In an unusual move during an airline safety investigation, Alaska Air Group President and Chief Operating Officer Ben Minicucci emailed a statement to employees Wednesday afternoon expressing support for Boeing in what he called “an incredibly difficult time” after two crashes of the 737 MAX 8.

Minicucci’s message starts by declaring that “Our thoughts and sympathies continue to be with those who lost loved ones in the accidents of Ethiopian Airlines this month and Lion Air in October.” It goes on to express solidarity with “our friends, neighbors and partners who work at Boeing.”

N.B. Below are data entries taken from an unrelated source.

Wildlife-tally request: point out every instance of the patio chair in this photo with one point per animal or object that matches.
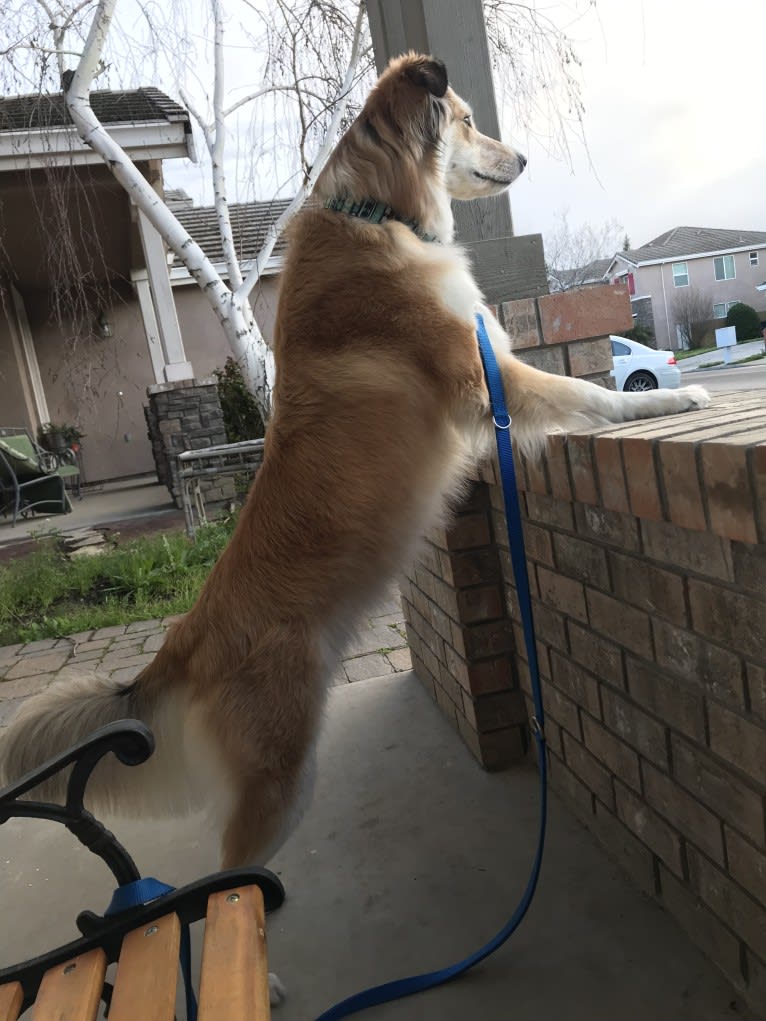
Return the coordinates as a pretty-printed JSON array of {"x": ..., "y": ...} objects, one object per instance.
[
  {"x": 145, "y": 928},
  {"x": 31, "y": 478}
]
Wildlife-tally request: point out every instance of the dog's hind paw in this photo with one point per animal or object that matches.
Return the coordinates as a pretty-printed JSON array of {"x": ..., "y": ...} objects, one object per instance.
[
  {"x": 277, "y": 991},
  {"x": 695, "y": 397}
]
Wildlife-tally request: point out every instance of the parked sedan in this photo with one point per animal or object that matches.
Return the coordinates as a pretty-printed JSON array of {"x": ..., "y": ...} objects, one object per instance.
[{"x": 639, "y": 368}]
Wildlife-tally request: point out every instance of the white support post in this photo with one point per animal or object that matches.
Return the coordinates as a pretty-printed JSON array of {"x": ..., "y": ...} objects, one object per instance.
[
  {"x": 176, "y": 365},
  {"x": 151, "y": 329}
]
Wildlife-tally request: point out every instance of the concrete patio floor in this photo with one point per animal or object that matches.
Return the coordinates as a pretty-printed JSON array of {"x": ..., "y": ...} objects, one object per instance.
[{"x": 409, "y": 858}]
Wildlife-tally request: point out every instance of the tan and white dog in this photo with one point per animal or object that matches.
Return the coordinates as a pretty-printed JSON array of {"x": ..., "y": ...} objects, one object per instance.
[{"x": 380, "y": 404}]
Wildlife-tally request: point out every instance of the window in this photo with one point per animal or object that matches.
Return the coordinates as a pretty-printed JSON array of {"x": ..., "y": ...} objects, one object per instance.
[
  {"x": 720, "y": 310},
  {"x": 680, "y": 275},
  {"x": 724, "y": 266}
]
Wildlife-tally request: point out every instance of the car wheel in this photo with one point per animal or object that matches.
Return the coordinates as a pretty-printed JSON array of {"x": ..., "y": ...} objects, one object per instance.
[{"x": 640, "y": 382}]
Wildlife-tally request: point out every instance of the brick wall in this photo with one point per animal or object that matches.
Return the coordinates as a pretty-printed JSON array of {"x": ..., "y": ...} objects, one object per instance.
[
  {"x": 649, "y": 570},
  {"x": 647, "y": 549}
]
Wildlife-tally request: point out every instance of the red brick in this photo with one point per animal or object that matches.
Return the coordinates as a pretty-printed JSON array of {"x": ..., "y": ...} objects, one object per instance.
[
  {"x": 715, "y": 671},
  {"x": 629, "y": 853},
  {"x": 734, "y": 620},
  {"x": 738, "y": 741},
  {"x": 634, "y": 727},
  {"x": 609, "y": 527},
  {"x": 549, "y": 512},
  {"x": 520, "y": 323},
  {"x": 684, "y": 494},
  {"x": 547, "y": 359},
  {"x": 589, "y": 770},
  {"x": 562, "y": 710},
  {"x": 707, "y": 931},
  {"x": 608, "y": 456},
  {"x": 718, "y": 787},
  {"x": 495, "y": 750},
  {"x": 483, "y": 603},
  {"x": 473, "y": 567},
  {"x": 571, "y": 788},
  {"x": 727, "y": 487},
  {"x": 728, "y": 902},
  {"x": 601, "y": 657},
  {"x": 582, "y": 469},
  {"x": 592, "y": 311},
  {"x": 562, "y": 593},
  {"x": 750, "y": 567},
  {"x": 495, "y": 712},
  {"x": 469, "y": 531},
  {"x": 590, "y": 357},
  {"x": 575, "y": 683},
  {"x": 684, "y": 813},
  {"x": 650, "y": 827},
  {"x": 623, "y": 624},
  {"x": 757, "y": 690},
  {"x": 649, "y": 587},
  {"x": 581, "y": 560},
  {"x": 697, "y": 552},
  {"x": 747, "y": 865},
  {"x": 620, "y": 759},
  {"x": 669, "y": 699},
  {"x": 643, "y": 490},
  {"x": 558, "y": 468}
]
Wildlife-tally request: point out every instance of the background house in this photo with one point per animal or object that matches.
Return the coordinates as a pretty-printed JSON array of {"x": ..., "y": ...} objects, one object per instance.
[
  {"x": 689, "y": 270},
  {"x": 93, "y": 308}
]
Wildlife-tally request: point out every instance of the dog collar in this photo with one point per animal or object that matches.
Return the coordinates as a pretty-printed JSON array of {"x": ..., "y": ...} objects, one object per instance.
[{"x": 376, "y": 212}]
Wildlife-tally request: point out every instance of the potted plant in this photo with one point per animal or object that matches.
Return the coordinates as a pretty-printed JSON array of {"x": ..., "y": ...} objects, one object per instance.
[{"x": 58, "y": 438}]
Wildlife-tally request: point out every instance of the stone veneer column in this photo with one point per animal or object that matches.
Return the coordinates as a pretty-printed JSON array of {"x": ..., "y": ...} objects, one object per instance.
[
  {"x": 186, "y": 416},
  {"x": 461, "y": 627}
]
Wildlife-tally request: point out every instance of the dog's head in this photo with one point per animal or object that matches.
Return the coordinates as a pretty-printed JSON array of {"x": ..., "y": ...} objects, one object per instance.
[
  {"x": 414, "y": 98},
  {"x": 415, "y": 146}
]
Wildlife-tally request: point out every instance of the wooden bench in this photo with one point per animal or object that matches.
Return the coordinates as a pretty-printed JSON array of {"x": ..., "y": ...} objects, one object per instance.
[{"x": 69, "y": 982}]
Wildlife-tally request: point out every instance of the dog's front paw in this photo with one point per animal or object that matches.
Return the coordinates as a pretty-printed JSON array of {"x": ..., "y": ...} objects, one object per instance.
[
  {"x": 693, "y": 397},
  {"x": 277, "y": 991}
]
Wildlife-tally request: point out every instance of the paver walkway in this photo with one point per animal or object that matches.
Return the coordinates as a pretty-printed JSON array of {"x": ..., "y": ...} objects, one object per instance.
[{"x": 379, "y": 648}]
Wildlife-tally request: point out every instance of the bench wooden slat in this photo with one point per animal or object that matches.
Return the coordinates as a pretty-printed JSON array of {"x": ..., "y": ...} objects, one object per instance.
[
  {"x": 147, "y": 973},
  {"x": 72, "y": 991},
  {"x": 234, "y": 982},
  {"x": 10, "y": 1001}
]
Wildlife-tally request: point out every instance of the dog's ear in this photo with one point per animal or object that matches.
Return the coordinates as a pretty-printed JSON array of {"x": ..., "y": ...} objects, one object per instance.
[{"x": 428, "y": 74}]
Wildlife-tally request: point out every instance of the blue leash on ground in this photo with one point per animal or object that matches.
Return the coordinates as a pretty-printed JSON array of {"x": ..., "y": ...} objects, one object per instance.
[{"x": 418, "y": 983}]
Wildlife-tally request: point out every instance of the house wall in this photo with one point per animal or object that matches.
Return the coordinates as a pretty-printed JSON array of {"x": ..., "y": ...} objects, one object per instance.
[
  {"x": 101, "y": 386},
  {"x": 650, "y": 279}
]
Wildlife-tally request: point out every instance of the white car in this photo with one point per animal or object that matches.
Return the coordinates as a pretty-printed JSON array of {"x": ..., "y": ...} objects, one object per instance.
[{"x": 638, "y": 368}]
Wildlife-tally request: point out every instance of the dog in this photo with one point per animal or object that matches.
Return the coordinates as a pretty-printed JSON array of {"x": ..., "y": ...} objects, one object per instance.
[{"x": 380, "y": 406}]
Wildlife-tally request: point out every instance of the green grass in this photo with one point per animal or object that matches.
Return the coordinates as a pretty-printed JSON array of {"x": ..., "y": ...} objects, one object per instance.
[{"x": 49, "y": 595}]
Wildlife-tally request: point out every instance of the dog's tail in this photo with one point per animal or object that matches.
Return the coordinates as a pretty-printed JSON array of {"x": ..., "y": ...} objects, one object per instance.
[{"x": 72, "y": 709}]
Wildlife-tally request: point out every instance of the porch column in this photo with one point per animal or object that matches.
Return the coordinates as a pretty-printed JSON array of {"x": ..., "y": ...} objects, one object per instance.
[{"x": 176, "y": 365}]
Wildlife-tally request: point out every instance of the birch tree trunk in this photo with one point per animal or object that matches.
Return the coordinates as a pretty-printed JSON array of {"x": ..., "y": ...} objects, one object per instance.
[{"x": 231, "y": 303}]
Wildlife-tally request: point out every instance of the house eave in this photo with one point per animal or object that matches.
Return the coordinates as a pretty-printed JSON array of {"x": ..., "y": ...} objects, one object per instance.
[{"x": 59, "y": 145}]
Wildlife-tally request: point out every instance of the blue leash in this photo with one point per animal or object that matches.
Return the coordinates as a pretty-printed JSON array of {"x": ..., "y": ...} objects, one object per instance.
[
  {"x": 417, "y": 983},
  {"x": 139, "y": 892}
]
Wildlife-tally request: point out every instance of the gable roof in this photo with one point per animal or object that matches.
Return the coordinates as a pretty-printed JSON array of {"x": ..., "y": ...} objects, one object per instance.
[
  {"x": 681, "y": 241},
  {"x": 134, "y": 106},
  {"x": 250, "y": 223}
]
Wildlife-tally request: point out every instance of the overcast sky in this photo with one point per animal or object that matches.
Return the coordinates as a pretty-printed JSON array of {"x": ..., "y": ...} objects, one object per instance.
[
  {"x": 675, "y": 122},
  {"x": 675, "y": 116}
]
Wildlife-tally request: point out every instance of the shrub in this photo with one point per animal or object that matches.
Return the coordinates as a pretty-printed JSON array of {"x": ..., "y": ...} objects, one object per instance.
[
  {"x": 241, "y": 417},
  {"x": 746, "y": 320}
]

“We can only imagine how challenging it must be for their 140,000 employees, over half of which are located in the Puget Sound area, to be grappling with two accidents so close together. I think this is especially true for those working right here near Sea-Tac at the Renton 737 production facility. Like our own employees, they work hard, they care deeply about the communities they serve, and they take pride in their work,” he wrote.

Boeing’s MAX aircraft family has been grounded in the U.S. and worldwide following the crashes, which killed more than 300. Boeing says it is preparing a fix for the MCAS automated flight-control system implicated in the first crash and suspected of involvement in the second.

The Seattle Times reported Sunday that Federal Aviation Administration managers pressed agency engineers to move quickly and delegate more work to Boeing on the plane’s certification, and that Boeing’s analysis of the automated flight-control system contained crucial flaws. Since then, reports of a federal criminal probe have emerged, and Secretary of Transportation Elaine Chao ordered an audit of the process leading to the plane’s certification.

Alaska, which flew an all-Boeing fleet before it absorbed Virgin America and its Airbus jets, is scheduled to receive its first MAX 9 jets in June, and to start flying them in July, Minicucci wrote. Those plans remain in place for now, he indicated: “We will continue to work with Boeing and the FAA to understand the facts related to these accidents. You have my personal commitment that we will follow our Ready, SAFE, Go process and do the right thing.”

His message says the company plans to place advertisements expressing solidarity with Boeing’s workers in local newspapers on Thursday, adding, “The people of Boeing are longstanding partners and they’ve supported Alaska in ways big and small for decades. We want to do the same for them and the many great employees who have made Boeing the company it is today.”